Wednesday, February 15, 2017

Diverting The Bus

Hello Again!

Back-to-back installments of the Skullfuck - aren't you lucky?

While fixing the 'typical' bullshit this morning (it's funny, the most stressful shit I've had to deal with at this job still pales in comparison to the best day I had fighting with Revit), I had somebody ask me about some additions to an industrial building I did a while back.

They told me that there were two remote panels missing (that were shown on the drawings we received) and that the main control panel was shown in the wrong place.  I verified that this was indeed the case, and a few minutes later the office manager came by asking about the same thing.  He was concerned because we would most likely have to eat the cost of the 'missing' panels.

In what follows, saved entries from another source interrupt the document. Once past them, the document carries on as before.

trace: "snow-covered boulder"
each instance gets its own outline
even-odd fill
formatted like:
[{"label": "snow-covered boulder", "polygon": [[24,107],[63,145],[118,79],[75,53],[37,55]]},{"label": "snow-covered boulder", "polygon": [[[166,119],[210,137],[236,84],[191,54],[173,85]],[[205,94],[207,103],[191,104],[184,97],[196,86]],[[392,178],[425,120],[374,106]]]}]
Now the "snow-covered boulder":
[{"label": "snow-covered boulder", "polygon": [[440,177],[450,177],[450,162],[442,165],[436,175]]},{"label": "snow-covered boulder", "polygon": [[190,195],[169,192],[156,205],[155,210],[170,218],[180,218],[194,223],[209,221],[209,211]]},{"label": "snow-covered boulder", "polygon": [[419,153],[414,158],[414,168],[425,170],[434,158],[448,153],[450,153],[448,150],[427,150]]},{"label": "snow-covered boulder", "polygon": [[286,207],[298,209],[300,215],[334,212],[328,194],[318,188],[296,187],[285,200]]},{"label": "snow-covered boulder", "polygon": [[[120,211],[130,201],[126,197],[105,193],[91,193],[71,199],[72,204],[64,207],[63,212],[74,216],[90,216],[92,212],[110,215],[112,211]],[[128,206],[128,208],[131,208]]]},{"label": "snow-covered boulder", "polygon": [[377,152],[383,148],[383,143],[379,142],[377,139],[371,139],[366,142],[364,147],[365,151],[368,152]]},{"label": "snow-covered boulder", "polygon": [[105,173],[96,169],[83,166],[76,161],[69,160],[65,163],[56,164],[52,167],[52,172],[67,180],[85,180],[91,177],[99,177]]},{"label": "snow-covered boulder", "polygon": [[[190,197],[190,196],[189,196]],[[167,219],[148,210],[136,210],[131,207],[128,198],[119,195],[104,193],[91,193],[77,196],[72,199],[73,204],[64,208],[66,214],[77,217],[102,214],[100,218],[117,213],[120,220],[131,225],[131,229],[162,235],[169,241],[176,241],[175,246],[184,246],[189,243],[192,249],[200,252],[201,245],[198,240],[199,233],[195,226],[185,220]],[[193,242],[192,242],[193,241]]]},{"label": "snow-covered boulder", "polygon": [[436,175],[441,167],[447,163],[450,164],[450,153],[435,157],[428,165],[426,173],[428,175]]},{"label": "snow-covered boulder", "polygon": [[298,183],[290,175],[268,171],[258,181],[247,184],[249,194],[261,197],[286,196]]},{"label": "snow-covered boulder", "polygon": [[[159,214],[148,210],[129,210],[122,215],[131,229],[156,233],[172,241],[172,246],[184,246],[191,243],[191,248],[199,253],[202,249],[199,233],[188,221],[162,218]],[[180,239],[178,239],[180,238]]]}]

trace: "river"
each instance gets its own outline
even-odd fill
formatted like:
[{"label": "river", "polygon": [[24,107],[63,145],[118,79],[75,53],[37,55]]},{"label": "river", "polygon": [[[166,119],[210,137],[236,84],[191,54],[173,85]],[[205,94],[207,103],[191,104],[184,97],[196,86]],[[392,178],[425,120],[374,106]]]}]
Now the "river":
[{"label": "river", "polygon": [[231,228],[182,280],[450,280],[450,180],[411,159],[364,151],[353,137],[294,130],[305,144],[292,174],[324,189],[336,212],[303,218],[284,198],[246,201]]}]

Fortunately, I don't throw anything away.  I used to have people laugh about the number of boxes I kept in my office (five years worth at any given time), but besides covering my (and the companies) ass on more than one occasion, it was also a visual representation of the amount of work I had cranked out over that time period (instead of sitting around whittling my dick in Revit).

Within a few minutes I was able to produce a drawing that I had used while discussing the project with the guy who originally brought it to me.  It wasn't exactly what I was hoping to find (someone's markup telling me to take the panels out), but it was the next best thing.  Basically, the guy had made changes to the design based on what he thought they needed (whereas I would've done it exactly as shown).

Based on that drawing, the office manager was able to see that the changes were obviously intentional and not an oversight on my part.  Now, that's partly a matter of personal pride - but also reflects on my professionalism.  It's hard to say whether or not the guy who made the changes would've owned up to it (were it not for having hard evidence), but fortunately I don't have to worry about it now.

I don't go around all paranoid thinking that people are out to fuck me over, but experience has shown that it's better to never give them an opportunity in the first place - and I'll definitely have my eye on this guy in the future if he ever tells me to deviate from a design in the future.

It's the same attitude I took all those years ago when someone tried to fuck me over by convincing me to throw away the tools I continue to use with great success in exchange for a bag full of broken screwdrivers  - and I responded with a resounding 'FUCK YOU'.

Especially considering that it was the same people I had to constantly keep an eye on to keep them from throwing me under the bus who were trying to convince me to do it.

Fuck that.  Fuck Revit, and if you don't like it Fuck You!